Histoire d'une culture politique française

Frédéric Graber, Amsterdam, 2022

Depuis plusieurs siècles, les grands projets d’infrastructures passent outre la résistance des communautés locales – ou, plus souvent, leur silence – en invoquant l’« utilité publique » de tel canal, de telle centrale, de tel aéroport. Que cachent exactement ces appels à l’utilité publique, et les processus censés établir ladite « utilité » ? Frédéric Graber se fait ici historien et sociologue d’un objet trop souvent négligé : les « enquêtes publiques » qui sont, précisément, la démarche administrative par laquelle l’« utilité publique » est présumée être démontrée.

Avant tout, de quoi parle-t-on ? En remontant aux origines de cette institution, Frédéric Graber montre qu’il s’agit, fondamentalement, de rompre avec des droits et des usages coutumiers au niveau local (souvent communal) en affirmant un principe supposé supérieur. Il s’agit donc de redistribuer des droits, en « expropriant » certaines communautés qui, par exemple, perdront l’usage de certaines terres, ou verront la nature et les paysages pollués. Derrière l’« utilité publique », il y a donc la rupture d’un équilibre local.

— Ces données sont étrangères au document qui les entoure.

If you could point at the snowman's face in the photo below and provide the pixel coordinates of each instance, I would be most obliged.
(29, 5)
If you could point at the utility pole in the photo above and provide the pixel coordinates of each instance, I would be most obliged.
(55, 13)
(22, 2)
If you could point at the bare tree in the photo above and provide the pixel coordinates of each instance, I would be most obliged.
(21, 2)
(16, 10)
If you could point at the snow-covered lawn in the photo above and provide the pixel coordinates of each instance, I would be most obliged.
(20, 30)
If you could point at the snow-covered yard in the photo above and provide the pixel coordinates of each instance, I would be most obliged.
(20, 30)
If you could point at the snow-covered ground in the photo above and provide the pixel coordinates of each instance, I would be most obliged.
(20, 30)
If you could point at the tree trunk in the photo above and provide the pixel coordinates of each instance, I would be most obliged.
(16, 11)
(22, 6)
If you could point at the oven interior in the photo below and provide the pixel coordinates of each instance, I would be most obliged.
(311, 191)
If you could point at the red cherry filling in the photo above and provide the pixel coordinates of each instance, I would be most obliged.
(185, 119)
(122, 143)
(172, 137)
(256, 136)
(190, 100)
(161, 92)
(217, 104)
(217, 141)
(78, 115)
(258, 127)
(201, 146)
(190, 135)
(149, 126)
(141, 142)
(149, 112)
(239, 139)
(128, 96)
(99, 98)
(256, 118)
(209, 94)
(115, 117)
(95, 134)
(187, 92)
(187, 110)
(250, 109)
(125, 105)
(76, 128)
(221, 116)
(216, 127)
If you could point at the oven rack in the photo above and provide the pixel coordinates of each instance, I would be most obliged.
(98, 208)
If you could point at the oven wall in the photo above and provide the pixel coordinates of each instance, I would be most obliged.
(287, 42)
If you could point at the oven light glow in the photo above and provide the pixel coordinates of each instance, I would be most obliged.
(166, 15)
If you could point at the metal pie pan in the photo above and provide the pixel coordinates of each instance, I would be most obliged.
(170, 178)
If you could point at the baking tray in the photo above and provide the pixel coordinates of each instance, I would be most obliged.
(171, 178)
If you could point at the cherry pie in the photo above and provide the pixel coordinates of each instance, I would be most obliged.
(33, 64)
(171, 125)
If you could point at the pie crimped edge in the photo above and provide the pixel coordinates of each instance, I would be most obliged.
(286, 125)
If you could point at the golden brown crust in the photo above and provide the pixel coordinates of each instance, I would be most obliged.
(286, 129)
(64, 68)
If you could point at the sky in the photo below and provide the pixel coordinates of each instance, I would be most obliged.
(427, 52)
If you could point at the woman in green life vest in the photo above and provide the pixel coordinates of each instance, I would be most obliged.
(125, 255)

Reconnaître ce fait fondamental n’est, dans ce livre, que le préalable à une étude de sociologie politique. Tant la monarchie que la République ont ressenti le besoin de justifier ces ruptures. C’est ainsi qu’est née l’institution que l’on connaît aujourd’hui sous le nom d’« enquête publique », dont Frédéric Graber montre parfaitement qu’elle n’est souvent qu’un leurre : l’« utilité publique » n’est pas quelque chose d’extérieur à l’enquête, laquelle pourrait donc être « neutre » a priori ; au contraire, l’utilité publique est intérieur à l’enquête et affirmée par elle. Ainsi, les enquêtes publiques sont presque systématiquement favorables aux projets engagés. Dans certains cas, le taux d’avis favorables serait supérieur à 99% ! In fine, ce qui est absurde d’un point de vue logique se trouve presque toujours démontré d’un point de vue administratif : par exemple, un projet consistant à bétonner des terres sera qualifié de « bon pour la biodiversité » (s’il y a eu des actions de « compensation » par ailleurs).

Plus qu’un moyen d’établir une quelconque utilité des grands projets d’infrastructures, l’enquête publique apparaît surtout comme un moyen de neutraliser les critiques, en donnant l’apparence de consultations. Il en résulte un nouveau paradoxe : là où l’utilité publique devrait a minima être établie par un débat ouvert, on considère souvent que l’utilité est d’autant plus solidement reconnue que c’est le silence qui règne. Tel projet a fait l’objet d’un affichage public anonyme : si personne ne s’est manifesté, ce doit être parce que chacun consent. CQFD. Frédéric Graber relève pourtant de nombreux témoignages d’opposants à des projets faramineux et à l’utilité douteuse : « à quoi bon s’exprimer, on sait que c’est perdu d’avance ». Faire mine d’entendre et ne tenir compte de rien, tel semble être la triste réalité derrière l’« utilité publique ». Une autre forme de dépossession des communautés locales.